The area of research that stemmed from my graduate school school experience is in the algebraic area of representation theory of Lie algebras which is difficult to involve undergraduate and Masters level students since this topic is usually not encountered until further on in graduate studies. Since that research felt exclusionary and counter to my passion of broadening participation, I sought a change of research areas and participated in a mathematical research community provided by the American Mathematical Society on the Inverse Eigenvalue problem of a graph (IEP-G) in summer of 2021. This area is the intersection of matrix theory and combinatorics/discrete mathematics, which allows me to broaden participation and include students of various levels into valuable research experiences. Since my involvement in the MRC, I have established myself in the field with active collaborations with both colleagues and students.

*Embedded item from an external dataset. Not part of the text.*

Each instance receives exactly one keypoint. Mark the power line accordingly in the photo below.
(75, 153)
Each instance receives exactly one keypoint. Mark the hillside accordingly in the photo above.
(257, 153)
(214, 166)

The various active projects I have in combinatorics and discrete mathematics allow me to invite a broader audience to participate in math research. The goals of my research are to work with colleagues and both ndergraduate and graduate students to further the study of this graph parameter and it’s variations. Furthermore, incorporating students in this research is driven by my passion of broadening participation and growing the mathematical community with a goal of highlighting those historically excluded in mathematics. As a Center for Student Research faculty mentor at CSU East Bay, in all collaborations I form with students, I focus on high impact mentoring practices such as personal investment and meaningful interactions which have been shown to be positively associated with undergraduate GPA, retention, and time to graduation.